Jason Bacon <outpaddling%yahoo.com@localhost> writes:

> ld and ld.so have basically the same priorities.  However, a little
> more digging revealed that rpath is dying a slow death in the linux
> world and at some point in the future LD_LIBRARY_PATH will likely have
> the highest priority even on RHEL/CentOS.

That all seems very strange, but it is how it is.

> So the only option for protecting users form themselves will probably
> be to scrub the env, which I'm also doing already. auto-pkgsrc-setup
> generates two variants of env modules and startup scripts:
>
> 1. One that scrubs the env of PATH, LD_LIBRARY_PATH, CFLAGS, etc. This
> is necessary for clean package builds and recommended for most users
> running them.
>
> 2. Another tagged "-non-exclusive" which leaves the users' env intact
> and simply prepends pkgsrc dirs to PATH.

Up to you!  I luckily do not have to support such users, on systems
where the culture is to have to use LD_LIBRARY_PATH to work around
programs that aren't installed corretly.

>>> I don't think any core pkgsrc change is necessary since this is
>>> already fairly well-supported by PREFER_PKGSRC/PREFER_NATIVE.  I would
>>> only aim to educate people about their use.
>> If the consensus is that on Linux, because of old libs (FC derivatives)
>> or unstable libs, people should steer hard to PREFER_PKGSRC, we should
>> set the defaults that way.  As pkgsrc maintainers, we curate decisions
>> in the best interests of most users, in addition to providing knobs for
>> others.  You have made what feels like a strong argument that using base
>> libs that could have been avoided isn't generally a good idea.
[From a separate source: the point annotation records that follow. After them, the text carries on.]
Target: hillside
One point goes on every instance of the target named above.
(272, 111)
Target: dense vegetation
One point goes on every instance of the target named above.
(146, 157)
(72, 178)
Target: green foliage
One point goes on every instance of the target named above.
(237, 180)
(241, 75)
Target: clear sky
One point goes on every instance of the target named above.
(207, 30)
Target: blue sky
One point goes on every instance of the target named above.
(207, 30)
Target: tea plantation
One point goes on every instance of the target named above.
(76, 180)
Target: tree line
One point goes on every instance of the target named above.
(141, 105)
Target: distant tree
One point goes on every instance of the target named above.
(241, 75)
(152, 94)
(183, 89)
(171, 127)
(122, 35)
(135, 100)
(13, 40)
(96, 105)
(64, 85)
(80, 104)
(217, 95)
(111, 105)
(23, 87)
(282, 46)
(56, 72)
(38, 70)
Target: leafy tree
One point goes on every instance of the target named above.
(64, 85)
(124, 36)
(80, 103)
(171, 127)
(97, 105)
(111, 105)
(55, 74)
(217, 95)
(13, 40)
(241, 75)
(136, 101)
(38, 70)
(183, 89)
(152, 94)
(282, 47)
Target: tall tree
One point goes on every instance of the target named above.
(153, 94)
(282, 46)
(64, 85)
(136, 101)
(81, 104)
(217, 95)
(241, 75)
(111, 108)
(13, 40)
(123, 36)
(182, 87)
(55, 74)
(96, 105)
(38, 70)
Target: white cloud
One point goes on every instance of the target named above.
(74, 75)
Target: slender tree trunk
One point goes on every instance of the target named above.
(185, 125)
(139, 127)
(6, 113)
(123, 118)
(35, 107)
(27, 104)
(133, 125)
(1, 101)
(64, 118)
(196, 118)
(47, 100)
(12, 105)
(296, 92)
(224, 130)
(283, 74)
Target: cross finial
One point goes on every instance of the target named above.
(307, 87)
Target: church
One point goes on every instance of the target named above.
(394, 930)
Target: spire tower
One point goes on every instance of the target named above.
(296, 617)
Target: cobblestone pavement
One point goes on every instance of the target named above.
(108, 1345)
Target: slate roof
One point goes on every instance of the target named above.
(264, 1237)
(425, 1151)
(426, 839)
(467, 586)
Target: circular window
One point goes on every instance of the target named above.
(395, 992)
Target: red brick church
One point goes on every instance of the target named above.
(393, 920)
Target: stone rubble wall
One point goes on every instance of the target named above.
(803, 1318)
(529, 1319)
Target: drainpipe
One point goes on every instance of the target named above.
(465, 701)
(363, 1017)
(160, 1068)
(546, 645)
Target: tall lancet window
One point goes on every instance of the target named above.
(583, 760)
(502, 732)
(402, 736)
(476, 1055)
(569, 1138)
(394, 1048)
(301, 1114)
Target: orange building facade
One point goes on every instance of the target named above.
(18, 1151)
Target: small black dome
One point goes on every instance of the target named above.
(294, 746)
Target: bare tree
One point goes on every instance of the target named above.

> This is based on 8 years experience using pkgsrc on CentOS and
> figuring out ways to prevent problems.  Except for a few edge-cases
> like curl requiring mozilla-rootcerts and reasonable arguments against
> making it a dependency, we've had almost no surprises in the past few
> years.

My point is that if you have come to the conclusion that the right way
for pkgsrc to be built on most GNU/Linux is to PREFER_PKGSRC then I
think we should, absent objections, make it the default.  I do not think
it is reasonble to say "The default is X but you should do Y, so
therefore when you build...".  If that's the recommendation, it should
just happen.

> The potential issues with changing shared libs on bleeding-edge
> distros is more speculative, but I think pretty obvious.  On CentOS,
> S.O. versions almost never change, so we don't worry about ABI
> changes.  But we occasionally had issues early-on with Yum libraries
> appearing or disappearing, which causes similar results if
> PREFER_PKGSRC is not used.  A Yum autoremove can remove a shared lib
> that pkgsrc depends on, causing existing pkgsrc binaries to
> fail. Likewise, installing a Yum package with different build options
> than the pkgsrc equivalent might cause pkgsrc binaries to fail if they
> decide to grab the Yum version.  The same could happen with Debian's
> apt, Gentoo Portage, or any other foreign installations.  When pkgsrc
> manages most of its own dependencies, issues like these become almost
> non-existent.  I don't recall encountering one since I started using
> PREFER_PKGSRC=yes, except a few WIP packages that didn't utilize rpath
> properly.

This seems to argue for changing the default.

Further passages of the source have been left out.